The Food Standards Agency has issued allergy alert FSA-AA-11-2026 for THIS™ Isn't Chicken Deli Pieces, recalling the product due to undeclared soya and wheat (gluten). Both are major allergens under UK food law, and the absence of correct labelling poses a risk to consumers with soya or wheat allergies or coeliac disease.
The alert applies specifically to THIS™ Isn't Chicken Deli Pieces. Hospitality operators, caterers and food retailers who stock or have recently purchased this product are advised to check their supplies, withdraw affected stock from use and service, and not serve it to customers.
Why This Matters for Operators
THIS™ is one of the most widely distributed plant-based brands in the UK, present in retail, food service and hospitality settings including pub kitchens, hotel breakfast operations and restaurant menus that offer vegan alternatives. The Deli Pieces format is commonly used as a cold sandwich and salad ingredient.
The specific risk in this case is to consumers who believe they are buying a product free from soya and wheat because those allergens do not appear on the label — when in fact the product contains both. For a customer with a soya allergy or coeliac disease who checks the label and proceeds to eat the product, the consequence can be severe.
This is not a labelling technicality. It is the type of failure that allergen law is specifically designed to prevent.

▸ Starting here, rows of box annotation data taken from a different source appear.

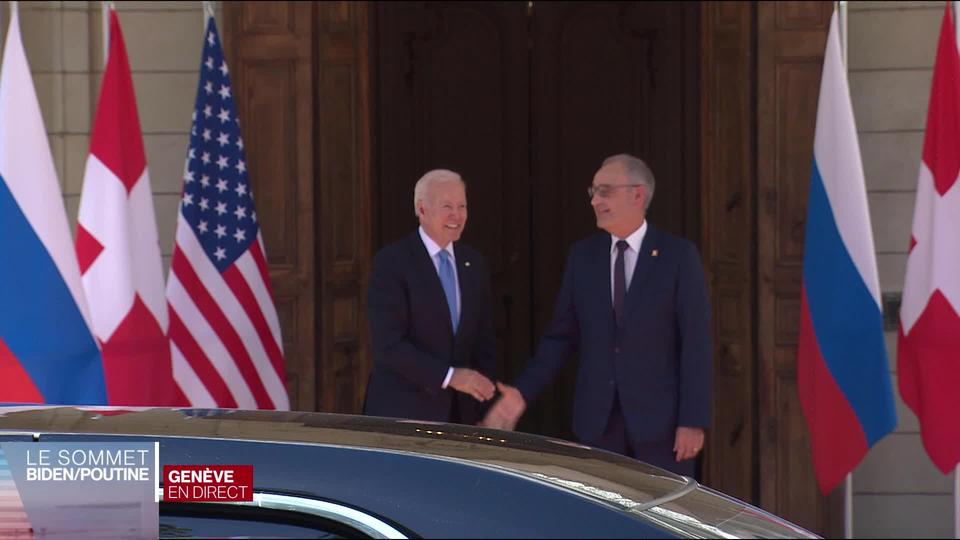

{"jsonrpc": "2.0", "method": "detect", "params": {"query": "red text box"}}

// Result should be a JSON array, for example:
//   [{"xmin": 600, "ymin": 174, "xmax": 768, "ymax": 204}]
[{"xmin": 163, "ymin": 465, "xmax": 253, "ymax": 502}]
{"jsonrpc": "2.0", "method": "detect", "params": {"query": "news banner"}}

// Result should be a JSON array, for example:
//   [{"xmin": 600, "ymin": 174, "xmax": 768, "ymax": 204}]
[{"xmin": 0, "ymin": 442, "xmax": 254, "ymax": 538}]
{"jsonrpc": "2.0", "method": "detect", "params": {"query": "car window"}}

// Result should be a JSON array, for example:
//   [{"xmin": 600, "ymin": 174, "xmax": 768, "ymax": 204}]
[{"xmin": 159, "ymin": 503, "xmax": 370, "ymax": 538}]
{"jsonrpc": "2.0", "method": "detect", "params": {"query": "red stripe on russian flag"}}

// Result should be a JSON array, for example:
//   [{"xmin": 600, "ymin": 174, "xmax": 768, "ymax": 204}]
[
  {"xmin": 797, "ymin": 286, "xmax": 869, "ymax": 493},
  {"xmin": 0, "ymin": 339, "xmax": 45, "ymax": 403}
]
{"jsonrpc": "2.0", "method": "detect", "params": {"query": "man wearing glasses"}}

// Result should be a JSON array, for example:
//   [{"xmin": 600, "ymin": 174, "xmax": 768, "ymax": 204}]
[{"xmin": 483, "ymin": 154, "xmax": 713, "ymax": 476}]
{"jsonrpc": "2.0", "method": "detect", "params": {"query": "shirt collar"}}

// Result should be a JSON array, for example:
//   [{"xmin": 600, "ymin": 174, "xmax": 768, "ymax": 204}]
[
  {"xmin": 612, "ymin": 219, "xmax": 647, "ymax": 253},
  {"xmin": 418, "ymin": 225, "xmax": 456, "ymax": 261}
]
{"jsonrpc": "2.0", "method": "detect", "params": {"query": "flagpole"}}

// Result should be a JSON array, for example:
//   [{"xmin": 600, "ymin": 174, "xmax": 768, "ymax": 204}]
[
  {"xmin": 100, "ymin": 1, "xmax": 117, "ymax": 66},
  {"xmin": 201, "ymin": 1, "xmax": 213, "ymax": 28},
  {"xmin": 836, "ymin": 0, "xmax": 853, "ymax": 538}
]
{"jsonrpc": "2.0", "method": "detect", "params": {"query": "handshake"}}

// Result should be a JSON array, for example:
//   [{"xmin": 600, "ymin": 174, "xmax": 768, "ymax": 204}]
[{"xmin": 449, "ymin": 368, "xmax": 527, "ymax": 431}]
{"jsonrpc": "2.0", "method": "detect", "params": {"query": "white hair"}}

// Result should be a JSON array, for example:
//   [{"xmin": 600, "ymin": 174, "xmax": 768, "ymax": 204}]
[
  {"xmin": 601, "ymin": 154, "xmax": 656, "ymax": 211},
  {"xmin": 413, "ymin": 169, "xmax": 467, "ymax": 217}
]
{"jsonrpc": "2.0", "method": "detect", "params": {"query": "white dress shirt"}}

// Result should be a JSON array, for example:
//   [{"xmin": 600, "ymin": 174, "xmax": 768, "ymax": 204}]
[
  {"xmin": 610, "ymin": 220, "xmax": 647, "ymax": 302},
  {"xmin": 418, "ymin": 226, "xmax": 460, "ymax": 388}
]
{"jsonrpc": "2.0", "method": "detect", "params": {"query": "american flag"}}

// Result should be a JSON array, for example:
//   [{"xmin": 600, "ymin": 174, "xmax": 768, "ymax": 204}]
[{"xmin": 167, "ymin": 17, "xmax": 290, "ymax": 410}]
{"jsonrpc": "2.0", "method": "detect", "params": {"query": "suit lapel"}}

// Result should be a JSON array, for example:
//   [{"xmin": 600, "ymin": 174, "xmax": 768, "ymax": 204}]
[
  {"xmin": 453, "ymin": 243, "xmax": 477, "ymax": 334},
  {"xmin": 408, "ymin": 231, "xmax": 452, "ymax": 335},
  {"xmin": 628, "ymin": 226, "xmax": 660, "ymax": 314}
]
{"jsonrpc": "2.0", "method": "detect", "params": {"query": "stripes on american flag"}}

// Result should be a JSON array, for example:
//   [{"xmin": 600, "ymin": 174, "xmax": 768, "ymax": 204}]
[{"xmin": 167, "ymin": 17, "xmax": 290, "ymax": 409}]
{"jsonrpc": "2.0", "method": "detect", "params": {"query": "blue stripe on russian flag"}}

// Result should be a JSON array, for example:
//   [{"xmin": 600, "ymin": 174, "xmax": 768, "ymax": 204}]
[
  {"xmin": 803, "ymin": 159, "xmax": 896, "ymax": 445},
  {"xmin": 0, "ymin": 178, "xmax": 107, "ymax": 405}
]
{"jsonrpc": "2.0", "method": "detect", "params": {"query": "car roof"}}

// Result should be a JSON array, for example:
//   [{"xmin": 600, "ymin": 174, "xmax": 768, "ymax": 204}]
[
  {"xmin": 0, "ymin": 406, "xmax": 691, "ymax": 506},
  {"xmin": 0, "ymin": 406, "xmax": 815, "ymax": 537}
]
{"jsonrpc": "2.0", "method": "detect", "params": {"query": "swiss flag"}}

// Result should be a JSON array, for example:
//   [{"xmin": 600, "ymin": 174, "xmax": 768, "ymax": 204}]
[
  {"xmin": 897, "ymin": 2, "xmax": 960, "ymax": 474},
  {"xmin": 76, "ymin": 11, "xmax": 188, "ymax": 405}
]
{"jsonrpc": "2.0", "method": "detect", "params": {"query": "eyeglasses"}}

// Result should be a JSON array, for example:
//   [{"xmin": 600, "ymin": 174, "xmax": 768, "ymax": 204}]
[{"xmin": 587, "ymin": 184, "xmax": 639, "ymax": 199}]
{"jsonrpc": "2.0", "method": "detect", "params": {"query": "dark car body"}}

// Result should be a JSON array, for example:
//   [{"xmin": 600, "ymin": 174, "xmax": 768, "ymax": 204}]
[{"xmin": 0, "ymin": 407, "xmax": 815, "ymax": 538}]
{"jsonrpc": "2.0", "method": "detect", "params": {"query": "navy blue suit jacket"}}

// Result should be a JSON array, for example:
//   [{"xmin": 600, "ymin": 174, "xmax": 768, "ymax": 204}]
[
  {"xmin": 515, "ymin": 227, "xmax": 713, "ymax": 444},
  {"xmin": 364, "ymin": 231, "xmax": 496, "ymax": 424}
]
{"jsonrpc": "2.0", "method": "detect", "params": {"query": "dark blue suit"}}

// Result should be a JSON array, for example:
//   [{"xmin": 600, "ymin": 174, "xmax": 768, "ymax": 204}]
[
  {"xmin": 516, "ymin": 227, "xmax": 713, "ymax": 474},
  {"xmin": 363, "ymin": 231, "xmax": 496, "ymax": 424}
]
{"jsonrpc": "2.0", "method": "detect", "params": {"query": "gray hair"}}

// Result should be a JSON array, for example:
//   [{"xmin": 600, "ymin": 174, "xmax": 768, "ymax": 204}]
[
  {"xmin": 413, "ymin": 169, "xmax": 467, "ymax": 217},
  {"xmin": 601, "ymin": 154, "xmax": 656, "ymax": 211}
]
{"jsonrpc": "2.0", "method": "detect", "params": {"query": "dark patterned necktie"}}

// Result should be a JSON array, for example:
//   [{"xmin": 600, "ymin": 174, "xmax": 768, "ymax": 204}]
[{"xmin": 613, "ymin": 240, "xmax": 629, "ymax": 328}]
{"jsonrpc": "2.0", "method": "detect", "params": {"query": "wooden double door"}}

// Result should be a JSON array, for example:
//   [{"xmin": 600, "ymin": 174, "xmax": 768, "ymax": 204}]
[
  {"xmin": 223, "ymin": 1, "xmax": 842, "ymax": 536},
  {"xmin": 372, "ymin": 2, "xmax": 700, "ymax": 437}
]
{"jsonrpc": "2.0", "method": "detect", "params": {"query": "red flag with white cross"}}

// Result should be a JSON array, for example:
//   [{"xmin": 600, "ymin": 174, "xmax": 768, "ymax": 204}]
[
  {"xmin": 76, "ymin": 11, "xmax": 189, "ymax": 405},
  {"xmin": 897, "ymin": 2, "xmax": 960, "ymax": 474}
]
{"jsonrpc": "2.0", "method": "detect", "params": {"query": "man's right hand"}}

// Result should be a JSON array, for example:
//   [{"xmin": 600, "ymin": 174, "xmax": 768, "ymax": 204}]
[
  {"xmin": 480, "ymin": 382, "xmax": 527, "ymax": 431},
  {"xmin": 447, "ymin": 368, "xmax": 495, "ymax": 401}
]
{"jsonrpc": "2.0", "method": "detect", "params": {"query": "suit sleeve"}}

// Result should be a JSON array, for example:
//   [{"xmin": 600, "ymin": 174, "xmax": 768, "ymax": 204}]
[
  {"xmin": 677, "ymin": 243, "xmax": 713, "ymax": 428},
  {"xmin": 515, "ymin": 250, "xmax": 580, "ymax": 405},
  {"xmin": 367, "ymin": 252, "xmax": 450, "ymax": 395},
  {"xmin": 473, "ymin": 255, "xmax": 497, "ymax": 381}
]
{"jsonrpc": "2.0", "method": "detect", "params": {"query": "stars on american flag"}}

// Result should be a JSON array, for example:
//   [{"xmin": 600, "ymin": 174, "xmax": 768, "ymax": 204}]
[{"xmin": 180, "ymin": 23, "xmax": 259, "ymax": 271}]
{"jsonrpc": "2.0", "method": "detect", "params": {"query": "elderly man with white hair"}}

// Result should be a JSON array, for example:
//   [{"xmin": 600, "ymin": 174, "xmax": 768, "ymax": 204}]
[
  {"xmin": 364, "ymin": 169, "xmax": 496, "ymax": 424},
  {"xmin": 483, "ymin": 154, "xmax": 713, "ymax": 476}
]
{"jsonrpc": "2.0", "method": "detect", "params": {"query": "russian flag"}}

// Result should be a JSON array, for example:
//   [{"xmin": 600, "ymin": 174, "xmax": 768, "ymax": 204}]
[
  {"xmin": 797, "ymin": 12, "xmax": 897, "ymax": 494},
  {"xmin": 0, "ymin": 8, "xmax": 106, "ymax": 405}
]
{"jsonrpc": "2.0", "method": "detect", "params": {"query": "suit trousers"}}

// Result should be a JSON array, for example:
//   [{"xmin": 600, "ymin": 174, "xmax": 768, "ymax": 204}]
[{"xmin": 581, "ymin": 394, "xmax": 696, "ymax": 477}]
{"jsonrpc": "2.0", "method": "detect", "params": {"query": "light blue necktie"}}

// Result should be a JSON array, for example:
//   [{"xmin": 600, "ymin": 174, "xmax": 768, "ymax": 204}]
[{"xmin": 439, "ymin": 249, "xmax": 460, "ymax": 333}]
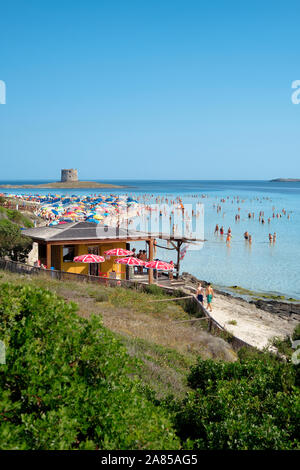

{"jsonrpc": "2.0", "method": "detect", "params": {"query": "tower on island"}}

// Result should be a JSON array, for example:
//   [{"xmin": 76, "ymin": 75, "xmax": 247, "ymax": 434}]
[{"xmin": 61, "ymin": 168, "xmax": 78, "ymax": 183}]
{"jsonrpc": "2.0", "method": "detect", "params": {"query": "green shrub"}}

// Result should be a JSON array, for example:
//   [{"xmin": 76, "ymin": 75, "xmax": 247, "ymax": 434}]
[
  {"xmin": 171, "ymin": 351, "xmax": 300, "ymax": 450},
  {"xmin": 0, "ymin": 284, "xmax": 179, "ymax": 449}
]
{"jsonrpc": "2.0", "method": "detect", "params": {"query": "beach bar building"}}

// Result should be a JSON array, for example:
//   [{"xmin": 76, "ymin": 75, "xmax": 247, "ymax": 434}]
[{"xmin": 22, "ymin": 222, "xmax": 202, "ymax": 283}]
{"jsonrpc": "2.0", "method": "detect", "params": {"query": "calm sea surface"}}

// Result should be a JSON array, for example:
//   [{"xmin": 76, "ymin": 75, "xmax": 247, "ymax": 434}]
[{"xmin": 0, "ymin": 180, "xmax": 300, "ymax": 299}]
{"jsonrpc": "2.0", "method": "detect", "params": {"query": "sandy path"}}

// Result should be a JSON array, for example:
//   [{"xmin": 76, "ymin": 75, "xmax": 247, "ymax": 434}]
[{"xmin": 209, "ymin": 294, "xmax": 298, "ymax": 349}]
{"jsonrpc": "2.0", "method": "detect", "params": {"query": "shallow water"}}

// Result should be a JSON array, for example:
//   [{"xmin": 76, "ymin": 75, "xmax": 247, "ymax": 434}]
[{"xmin": 0, "ymin": 180, "xmax": 300, "ymax": 299}]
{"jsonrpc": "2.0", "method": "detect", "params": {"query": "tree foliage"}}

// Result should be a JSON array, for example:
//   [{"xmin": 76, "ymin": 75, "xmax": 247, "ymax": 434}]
[
  {"xmin": 169, "ymin": 351, "xmax": 300, "ymax": 450},
  {"xmin": 0, "ymin": 284, "xmax": 179, "ymax": 450}
]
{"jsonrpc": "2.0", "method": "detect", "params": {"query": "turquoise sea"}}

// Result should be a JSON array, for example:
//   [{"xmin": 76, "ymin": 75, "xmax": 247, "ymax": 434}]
[{"xmin": 0, "ymin": 180, "xmax": 300, "ymax": 299}]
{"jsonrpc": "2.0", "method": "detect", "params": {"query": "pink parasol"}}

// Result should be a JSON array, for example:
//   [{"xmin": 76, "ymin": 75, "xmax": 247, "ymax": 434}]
[
  {"xmin": 73, "ymin": 254, "xmax": 105, "ymax": 263},
  {"xmin": 116, "ymin": 256, "xmax": 145, "ymax": 266},
  {"xmin": 145, "ymin": 261, "xmax": 174, "ymax": 271},
  {"xmin": 104, "ymin": 248, "xmax": 133, "ymax": 256}
]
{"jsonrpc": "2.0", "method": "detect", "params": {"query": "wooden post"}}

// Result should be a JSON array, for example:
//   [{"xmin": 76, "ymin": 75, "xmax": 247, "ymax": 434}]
[
  {"xmin": 46, "ymin": 243, "xmax": 51, "ymax": 269},
  {"xmin": 148, "ymin": 240, "xmax": 153, "ymax": 284}
]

What Operators Should Do Now
If you stock THIS™ Isn't Chicken Deli Pieces in any format — kitchen prep, grab-and-go, buffet or menu ingredient — take the following steps:
- Remove affected product from use immediately and do not serve it
- Check your allergen matrix — if you have recorded this product as soya or gluten-free based on label information, update your records
- Brief front-of-house and kitchen staff — if the product has been served to customers this week and any customer reported an allergic reaction, record the detail and contact your EHO
- Contact your supplier for return and credit process
If the product appears on a written or digital allergen menu as free from soya or wheat, that information must be corrected immediately.
The Wider Pattern
This recall follows a broader pattern of allergen alerts remaining the leading category of UK food safety withdrawals — a trend that has continued despite Natasha's Law, enhanced PPDS labelling requirements and four years of enforcement activity. Plant-based and free-from products, where consumers often specifically rely on the label to manage risk, are a recurring area of concern in FSA alert data.
The full FSA alert FSA-AA-11-2026 is available at food.gov.uk/news-alerts.